Another thing i have been wondering about is the GPU. The PS3's GPU has a Floating Point performance of 1.8TeraFlops. With everyone talking about using gpus to crunch, if we could use that one, then a PS3 would be a real workhorse.


Oh i forgot to say that it comes with a built-in wireless card, so it will hookup to your wireless network straight out-of-the-box.

Empty_5oul
04-04-2006, 11:14 PM
i havent read much about the PS3 lately. they keep changing it!

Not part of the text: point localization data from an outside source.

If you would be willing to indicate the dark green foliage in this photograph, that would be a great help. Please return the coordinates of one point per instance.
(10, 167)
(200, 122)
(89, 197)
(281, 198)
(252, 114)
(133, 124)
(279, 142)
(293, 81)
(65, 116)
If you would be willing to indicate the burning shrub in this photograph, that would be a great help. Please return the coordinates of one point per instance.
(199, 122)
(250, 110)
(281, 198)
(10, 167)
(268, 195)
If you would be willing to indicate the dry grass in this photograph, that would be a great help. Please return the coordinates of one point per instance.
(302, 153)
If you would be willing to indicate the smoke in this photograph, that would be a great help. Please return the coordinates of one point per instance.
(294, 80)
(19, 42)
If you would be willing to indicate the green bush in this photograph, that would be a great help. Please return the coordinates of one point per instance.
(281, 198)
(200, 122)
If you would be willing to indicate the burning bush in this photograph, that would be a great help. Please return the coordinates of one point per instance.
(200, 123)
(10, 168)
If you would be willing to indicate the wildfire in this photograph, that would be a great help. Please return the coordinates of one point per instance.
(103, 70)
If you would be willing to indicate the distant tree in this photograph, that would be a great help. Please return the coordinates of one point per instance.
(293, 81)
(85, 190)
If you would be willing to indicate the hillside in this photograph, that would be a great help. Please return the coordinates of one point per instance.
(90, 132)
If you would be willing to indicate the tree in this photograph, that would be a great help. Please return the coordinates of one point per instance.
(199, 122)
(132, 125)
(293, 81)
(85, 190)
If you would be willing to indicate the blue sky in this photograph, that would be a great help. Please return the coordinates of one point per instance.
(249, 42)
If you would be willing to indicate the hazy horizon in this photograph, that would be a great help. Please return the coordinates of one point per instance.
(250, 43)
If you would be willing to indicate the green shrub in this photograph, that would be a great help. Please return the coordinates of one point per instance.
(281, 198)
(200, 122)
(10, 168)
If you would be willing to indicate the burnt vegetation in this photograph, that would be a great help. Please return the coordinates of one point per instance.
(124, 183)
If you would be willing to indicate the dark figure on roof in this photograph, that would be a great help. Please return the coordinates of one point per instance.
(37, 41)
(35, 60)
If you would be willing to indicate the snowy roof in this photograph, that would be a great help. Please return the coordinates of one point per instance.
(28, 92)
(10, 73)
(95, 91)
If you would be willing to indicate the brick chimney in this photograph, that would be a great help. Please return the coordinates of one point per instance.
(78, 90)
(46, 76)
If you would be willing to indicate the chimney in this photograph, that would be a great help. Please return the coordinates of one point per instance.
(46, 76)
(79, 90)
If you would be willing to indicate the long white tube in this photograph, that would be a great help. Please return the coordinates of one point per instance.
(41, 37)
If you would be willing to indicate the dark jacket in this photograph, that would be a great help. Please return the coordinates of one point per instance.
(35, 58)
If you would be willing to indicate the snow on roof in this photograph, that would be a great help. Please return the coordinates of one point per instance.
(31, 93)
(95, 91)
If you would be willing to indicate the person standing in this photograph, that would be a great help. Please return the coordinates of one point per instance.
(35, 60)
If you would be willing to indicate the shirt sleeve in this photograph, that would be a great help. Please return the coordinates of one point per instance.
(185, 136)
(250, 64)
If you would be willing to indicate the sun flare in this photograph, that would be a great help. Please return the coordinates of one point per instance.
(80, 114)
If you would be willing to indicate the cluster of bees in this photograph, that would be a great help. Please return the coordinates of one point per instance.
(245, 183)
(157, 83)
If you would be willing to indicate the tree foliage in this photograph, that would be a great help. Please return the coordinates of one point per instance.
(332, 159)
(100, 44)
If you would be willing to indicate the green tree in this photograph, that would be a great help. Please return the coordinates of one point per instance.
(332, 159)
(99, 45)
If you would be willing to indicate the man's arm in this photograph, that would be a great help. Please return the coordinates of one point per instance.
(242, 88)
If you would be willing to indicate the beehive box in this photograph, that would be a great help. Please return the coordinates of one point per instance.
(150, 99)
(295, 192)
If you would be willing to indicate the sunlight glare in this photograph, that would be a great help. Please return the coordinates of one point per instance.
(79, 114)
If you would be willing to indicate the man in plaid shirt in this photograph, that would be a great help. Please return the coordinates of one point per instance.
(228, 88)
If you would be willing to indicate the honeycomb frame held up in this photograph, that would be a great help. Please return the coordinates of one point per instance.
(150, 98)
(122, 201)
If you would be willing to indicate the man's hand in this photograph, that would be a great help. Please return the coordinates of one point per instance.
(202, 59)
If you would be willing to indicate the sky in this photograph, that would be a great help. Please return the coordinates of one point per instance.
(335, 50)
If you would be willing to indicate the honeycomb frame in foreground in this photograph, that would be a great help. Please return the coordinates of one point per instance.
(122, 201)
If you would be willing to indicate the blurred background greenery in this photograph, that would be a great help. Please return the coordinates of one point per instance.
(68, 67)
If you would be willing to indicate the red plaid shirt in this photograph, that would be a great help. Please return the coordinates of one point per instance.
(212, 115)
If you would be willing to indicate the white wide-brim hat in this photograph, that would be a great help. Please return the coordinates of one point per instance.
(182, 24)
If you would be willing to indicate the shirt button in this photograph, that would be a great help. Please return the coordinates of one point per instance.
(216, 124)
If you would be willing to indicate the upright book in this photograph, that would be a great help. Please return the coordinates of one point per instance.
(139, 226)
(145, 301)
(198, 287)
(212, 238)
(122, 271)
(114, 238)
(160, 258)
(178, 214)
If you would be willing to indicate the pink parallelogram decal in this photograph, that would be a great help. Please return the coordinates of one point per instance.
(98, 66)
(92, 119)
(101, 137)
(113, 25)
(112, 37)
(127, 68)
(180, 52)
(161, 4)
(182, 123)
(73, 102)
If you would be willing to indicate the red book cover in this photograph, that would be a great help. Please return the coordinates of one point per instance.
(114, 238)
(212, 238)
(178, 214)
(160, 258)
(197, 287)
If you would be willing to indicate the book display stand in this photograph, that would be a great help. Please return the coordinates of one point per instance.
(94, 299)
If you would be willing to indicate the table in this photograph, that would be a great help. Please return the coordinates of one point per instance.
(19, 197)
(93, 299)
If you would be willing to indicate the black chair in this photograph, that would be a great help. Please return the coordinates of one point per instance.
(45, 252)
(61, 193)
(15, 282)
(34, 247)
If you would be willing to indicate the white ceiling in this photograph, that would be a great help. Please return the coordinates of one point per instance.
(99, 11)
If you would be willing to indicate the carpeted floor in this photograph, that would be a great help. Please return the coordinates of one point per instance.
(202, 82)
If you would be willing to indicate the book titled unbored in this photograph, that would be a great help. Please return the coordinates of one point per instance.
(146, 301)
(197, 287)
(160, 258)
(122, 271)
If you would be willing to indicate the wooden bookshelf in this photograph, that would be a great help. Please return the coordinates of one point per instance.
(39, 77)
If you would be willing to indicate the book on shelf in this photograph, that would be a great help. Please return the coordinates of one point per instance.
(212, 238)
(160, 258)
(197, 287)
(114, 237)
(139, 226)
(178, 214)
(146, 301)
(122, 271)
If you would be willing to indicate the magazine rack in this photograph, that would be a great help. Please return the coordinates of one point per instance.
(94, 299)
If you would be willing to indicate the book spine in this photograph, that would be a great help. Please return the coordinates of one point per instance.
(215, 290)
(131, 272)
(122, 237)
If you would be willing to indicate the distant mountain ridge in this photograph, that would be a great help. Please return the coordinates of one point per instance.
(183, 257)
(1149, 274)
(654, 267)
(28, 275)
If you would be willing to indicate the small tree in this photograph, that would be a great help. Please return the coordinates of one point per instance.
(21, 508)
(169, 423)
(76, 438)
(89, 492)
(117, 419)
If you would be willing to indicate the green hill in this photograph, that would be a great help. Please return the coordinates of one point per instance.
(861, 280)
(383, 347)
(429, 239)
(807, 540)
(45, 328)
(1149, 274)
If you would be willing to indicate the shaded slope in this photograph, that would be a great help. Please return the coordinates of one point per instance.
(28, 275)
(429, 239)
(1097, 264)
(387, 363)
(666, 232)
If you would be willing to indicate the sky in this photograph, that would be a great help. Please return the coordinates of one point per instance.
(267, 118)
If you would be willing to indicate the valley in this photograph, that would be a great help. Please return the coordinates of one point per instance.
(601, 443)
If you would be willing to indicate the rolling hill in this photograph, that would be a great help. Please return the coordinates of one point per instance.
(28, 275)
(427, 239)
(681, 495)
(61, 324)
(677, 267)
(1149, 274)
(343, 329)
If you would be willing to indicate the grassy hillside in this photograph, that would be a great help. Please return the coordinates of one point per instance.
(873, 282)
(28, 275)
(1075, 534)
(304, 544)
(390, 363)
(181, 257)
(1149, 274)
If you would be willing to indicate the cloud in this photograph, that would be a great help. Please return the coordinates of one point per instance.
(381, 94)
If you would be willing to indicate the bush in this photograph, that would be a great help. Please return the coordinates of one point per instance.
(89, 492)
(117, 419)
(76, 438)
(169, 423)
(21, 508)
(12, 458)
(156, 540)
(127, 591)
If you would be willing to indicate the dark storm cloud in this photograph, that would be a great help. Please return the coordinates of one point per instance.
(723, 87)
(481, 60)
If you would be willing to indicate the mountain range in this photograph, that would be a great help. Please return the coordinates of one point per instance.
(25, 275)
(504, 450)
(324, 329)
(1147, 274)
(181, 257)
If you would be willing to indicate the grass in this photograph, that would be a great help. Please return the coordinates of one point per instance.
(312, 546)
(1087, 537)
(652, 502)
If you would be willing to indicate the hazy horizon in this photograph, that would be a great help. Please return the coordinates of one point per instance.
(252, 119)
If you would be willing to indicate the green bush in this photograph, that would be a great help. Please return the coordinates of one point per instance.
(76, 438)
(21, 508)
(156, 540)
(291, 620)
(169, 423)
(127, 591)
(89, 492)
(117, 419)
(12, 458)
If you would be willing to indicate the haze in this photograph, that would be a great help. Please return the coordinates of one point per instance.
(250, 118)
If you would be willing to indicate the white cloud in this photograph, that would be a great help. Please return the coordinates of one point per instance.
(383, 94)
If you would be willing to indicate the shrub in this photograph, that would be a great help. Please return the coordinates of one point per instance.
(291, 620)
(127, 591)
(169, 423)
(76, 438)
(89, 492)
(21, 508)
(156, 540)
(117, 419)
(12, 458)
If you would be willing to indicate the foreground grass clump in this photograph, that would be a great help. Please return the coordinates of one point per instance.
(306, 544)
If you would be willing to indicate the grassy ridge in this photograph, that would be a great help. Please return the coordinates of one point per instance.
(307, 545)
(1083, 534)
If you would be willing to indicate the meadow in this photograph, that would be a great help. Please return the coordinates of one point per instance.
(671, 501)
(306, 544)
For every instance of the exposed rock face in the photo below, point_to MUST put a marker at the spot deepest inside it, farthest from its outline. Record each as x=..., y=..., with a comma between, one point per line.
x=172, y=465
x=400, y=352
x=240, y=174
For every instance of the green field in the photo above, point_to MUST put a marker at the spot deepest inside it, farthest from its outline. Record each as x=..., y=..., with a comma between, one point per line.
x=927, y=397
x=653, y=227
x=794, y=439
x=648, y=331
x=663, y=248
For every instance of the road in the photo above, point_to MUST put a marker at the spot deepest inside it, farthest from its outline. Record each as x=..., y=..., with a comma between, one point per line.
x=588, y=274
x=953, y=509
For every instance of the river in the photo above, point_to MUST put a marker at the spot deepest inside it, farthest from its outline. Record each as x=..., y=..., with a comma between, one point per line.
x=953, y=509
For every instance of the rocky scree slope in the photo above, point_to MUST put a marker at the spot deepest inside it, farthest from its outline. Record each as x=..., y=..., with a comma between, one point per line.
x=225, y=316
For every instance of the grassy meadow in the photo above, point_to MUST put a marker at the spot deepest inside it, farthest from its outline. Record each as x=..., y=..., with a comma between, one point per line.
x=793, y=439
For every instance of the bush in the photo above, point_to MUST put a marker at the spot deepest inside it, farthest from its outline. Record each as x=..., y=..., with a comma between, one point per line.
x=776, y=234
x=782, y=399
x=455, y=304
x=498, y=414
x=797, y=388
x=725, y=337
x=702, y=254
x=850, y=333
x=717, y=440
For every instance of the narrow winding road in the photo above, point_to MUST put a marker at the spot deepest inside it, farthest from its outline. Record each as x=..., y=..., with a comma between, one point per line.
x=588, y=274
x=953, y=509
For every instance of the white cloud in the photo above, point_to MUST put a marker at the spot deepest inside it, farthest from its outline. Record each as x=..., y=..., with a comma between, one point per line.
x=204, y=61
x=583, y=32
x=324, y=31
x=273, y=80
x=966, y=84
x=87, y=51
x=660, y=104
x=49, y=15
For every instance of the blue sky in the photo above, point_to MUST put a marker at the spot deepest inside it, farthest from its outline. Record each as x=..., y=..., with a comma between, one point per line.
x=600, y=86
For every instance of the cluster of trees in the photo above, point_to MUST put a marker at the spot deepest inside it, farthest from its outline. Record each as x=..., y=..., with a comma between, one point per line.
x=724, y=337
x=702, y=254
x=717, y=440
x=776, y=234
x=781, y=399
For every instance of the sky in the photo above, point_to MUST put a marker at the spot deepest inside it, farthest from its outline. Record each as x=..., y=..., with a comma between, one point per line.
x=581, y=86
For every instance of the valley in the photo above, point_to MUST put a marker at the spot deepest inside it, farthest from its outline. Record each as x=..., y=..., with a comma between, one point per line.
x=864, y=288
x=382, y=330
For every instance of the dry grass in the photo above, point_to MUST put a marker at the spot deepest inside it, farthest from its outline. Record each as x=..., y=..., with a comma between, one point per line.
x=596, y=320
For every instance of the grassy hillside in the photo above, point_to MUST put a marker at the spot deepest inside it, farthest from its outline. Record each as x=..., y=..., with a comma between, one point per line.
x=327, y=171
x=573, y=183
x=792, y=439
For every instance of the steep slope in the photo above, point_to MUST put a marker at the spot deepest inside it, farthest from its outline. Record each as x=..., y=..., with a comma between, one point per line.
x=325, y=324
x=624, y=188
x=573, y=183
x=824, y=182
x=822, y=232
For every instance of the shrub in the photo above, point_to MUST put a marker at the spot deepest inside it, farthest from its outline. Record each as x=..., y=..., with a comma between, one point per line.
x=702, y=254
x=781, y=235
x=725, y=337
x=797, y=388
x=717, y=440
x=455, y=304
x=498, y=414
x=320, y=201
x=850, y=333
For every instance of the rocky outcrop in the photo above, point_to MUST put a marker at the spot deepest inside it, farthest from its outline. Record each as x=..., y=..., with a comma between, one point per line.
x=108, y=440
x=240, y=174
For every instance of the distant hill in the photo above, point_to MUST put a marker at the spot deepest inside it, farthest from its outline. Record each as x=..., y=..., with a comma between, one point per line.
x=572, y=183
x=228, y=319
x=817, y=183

what is the difference between the modes? would this ever be used with say a game itself? And why by increasing the mode allowing larger/faster data transfer does this make it slower performance wise?

I believe DNET (RC5-72 and OGR25) has true 64 bit clients. but it is down at the moment due to a RAID crash. It should be back soon though!

AMD-USR_JL
04-04-2006, 11:54 PM
The 32 bit mode on the ps3 i think is a lot faster because it doesn't round those numbers. You don't have to round them in games, so i guess they cut that out to make it a lot faster. They will problably use the 32-bit mode for games, since the ps3 won't have more than 4Gb of ram. I think it is going to have 512Mb.

DNET has true X86_64 client? Sounds sweet! I think i might upgrade my OS and stop with all this boincing and crunch for that in 64-bit SwEEtNeSS. I think i might wait for Vista to come out though, then i'll switch.

Empty_5oul
04-05-2006, 09:28 AM
dnet didnt release one for windows yet, possibly they are waiting for vista util they do.

this is their current list: http://www.distributed.net/download/clients.php (linux at number 3 is 64)

Nflight
05-19-2006, 01:17 PM
OK so I like to resolve issues that linger in my head, for weeks or months on end. I was looking at issues for Gamer007s overheating problem when I found this link of AMD's all tucked in nice and neat.

http://www.amd.com/us-en/assets/content_type/DownloadableAssets/PID31342D_4P_server_competitive_comp.pdf

I love the thought of pondering what If? What if I could afford such an item, What if I could rearrange my expenses so I could afford these and all the other goodies I come across!